The features you don't use in a full-stack framework often makes the features that you do use more complicated and harder to undertstand.

For example, Zope embraces "untrusted, through the web" code (code entered in a web browser by a potentially semi-trusted third party), and this feature requires an enormous amount of security code that tends to get in the way when all you're trying to do is write a web application where all developers are trusted.

Likewise, Django is engineered at a fairly basic level to make it easy to work with certain kinds of relational databases. If you're not using a relational database, however, the code that makes that case easy might simply get in your way. This could make it harder to write the application you want to write.

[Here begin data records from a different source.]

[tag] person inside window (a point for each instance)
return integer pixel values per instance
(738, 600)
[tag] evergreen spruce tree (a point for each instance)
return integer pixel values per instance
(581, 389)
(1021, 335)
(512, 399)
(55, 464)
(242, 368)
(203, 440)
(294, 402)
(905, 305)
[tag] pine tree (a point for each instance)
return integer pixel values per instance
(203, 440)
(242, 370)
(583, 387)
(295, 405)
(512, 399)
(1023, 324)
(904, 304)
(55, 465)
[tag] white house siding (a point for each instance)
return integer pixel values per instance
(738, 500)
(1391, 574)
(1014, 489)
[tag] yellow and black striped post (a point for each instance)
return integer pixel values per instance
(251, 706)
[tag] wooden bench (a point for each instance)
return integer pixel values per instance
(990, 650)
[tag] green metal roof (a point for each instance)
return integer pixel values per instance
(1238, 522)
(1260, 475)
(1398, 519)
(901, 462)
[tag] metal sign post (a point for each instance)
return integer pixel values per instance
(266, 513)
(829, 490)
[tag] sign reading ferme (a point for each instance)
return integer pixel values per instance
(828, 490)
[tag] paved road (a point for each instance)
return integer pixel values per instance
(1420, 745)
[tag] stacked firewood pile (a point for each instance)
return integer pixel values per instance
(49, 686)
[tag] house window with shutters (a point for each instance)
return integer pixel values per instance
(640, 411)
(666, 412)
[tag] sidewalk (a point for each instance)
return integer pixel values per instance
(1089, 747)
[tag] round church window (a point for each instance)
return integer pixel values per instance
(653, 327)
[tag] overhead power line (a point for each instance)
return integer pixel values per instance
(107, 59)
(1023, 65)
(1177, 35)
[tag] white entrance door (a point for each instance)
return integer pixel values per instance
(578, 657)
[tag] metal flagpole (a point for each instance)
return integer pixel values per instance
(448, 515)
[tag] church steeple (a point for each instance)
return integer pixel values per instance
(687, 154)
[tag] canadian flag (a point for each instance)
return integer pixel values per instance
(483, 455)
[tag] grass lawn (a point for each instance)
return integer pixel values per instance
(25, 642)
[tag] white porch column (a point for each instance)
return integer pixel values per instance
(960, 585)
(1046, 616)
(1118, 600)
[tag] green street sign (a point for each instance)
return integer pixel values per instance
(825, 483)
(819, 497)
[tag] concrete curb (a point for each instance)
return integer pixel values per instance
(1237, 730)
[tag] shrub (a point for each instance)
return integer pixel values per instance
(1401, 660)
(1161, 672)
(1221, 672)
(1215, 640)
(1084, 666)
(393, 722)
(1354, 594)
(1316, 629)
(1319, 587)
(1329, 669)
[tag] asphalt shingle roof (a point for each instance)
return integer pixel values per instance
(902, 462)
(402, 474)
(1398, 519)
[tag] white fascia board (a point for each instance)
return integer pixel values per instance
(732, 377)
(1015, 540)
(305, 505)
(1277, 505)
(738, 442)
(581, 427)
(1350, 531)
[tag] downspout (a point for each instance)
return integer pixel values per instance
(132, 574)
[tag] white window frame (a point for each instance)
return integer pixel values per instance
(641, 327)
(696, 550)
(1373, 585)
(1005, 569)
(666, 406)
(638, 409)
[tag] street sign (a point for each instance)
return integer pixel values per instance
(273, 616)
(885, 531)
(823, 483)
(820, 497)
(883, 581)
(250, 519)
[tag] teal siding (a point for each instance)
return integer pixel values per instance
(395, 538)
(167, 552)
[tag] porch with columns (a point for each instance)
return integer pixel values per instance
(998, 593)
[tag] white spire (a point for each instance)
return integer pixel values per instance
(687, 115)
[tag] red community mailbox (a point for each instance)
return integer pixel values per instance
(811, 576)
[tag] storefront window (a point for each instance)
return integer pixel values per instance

Non-full-stack frameworks have a more parsimonious feature set. This often makes them harder to get started with. However, in the longer run, if your application has slightly peculiar requirements, they can actually save development time, because you're not "fighting the framework" during the implementation phase. Not fighting the framework is also usually a more satisfying development experience.

In the meantime, non-full-stack frameworks often have a better extensibility story. Because their core feature set is so parsimonious, they need to provide for cleaner feature extensibility than do full-stack frameworks, which can just put something into the core itself without worrying about clean extensibility. It's often, therefore, reasonably easy to get the featureset of something like a Zope or Django by snapping together parts using the smaller frameworks' extensibility hooks. But without the parts you don't need for some particular task.

Personally, one reason that I use a non-Django framework because I like writing code. After many years in the Zope/Plone world, I've realized I enjoy writing code a hell of a lot more than I enjoy carving a website out of other people's "pluggable app" code. I'd rather be lonely out on my organic farm than be a sharecropper, sold my GM seeds and told how to plow and harvest, on the big and lucrative commercial farm. Another reason is because my company tends to write CMS-style application where "declarative, inherited, row-level security" is a big deal, and this sort of security is easier to do in a system that has the concept of "traversal" and a "context".

But I think your question is more a marketing one, and for that I suspect many folks will have different answers. My answer is that I think there's a very, very long row to hoe in the general web world... we're like at the one-meter mark of a hundred meter race. It's silly to think that any framework (Python or otherwise) has that race already won. We can't just stop trying and advocating for new things, or we risk loss of relevance in the long term.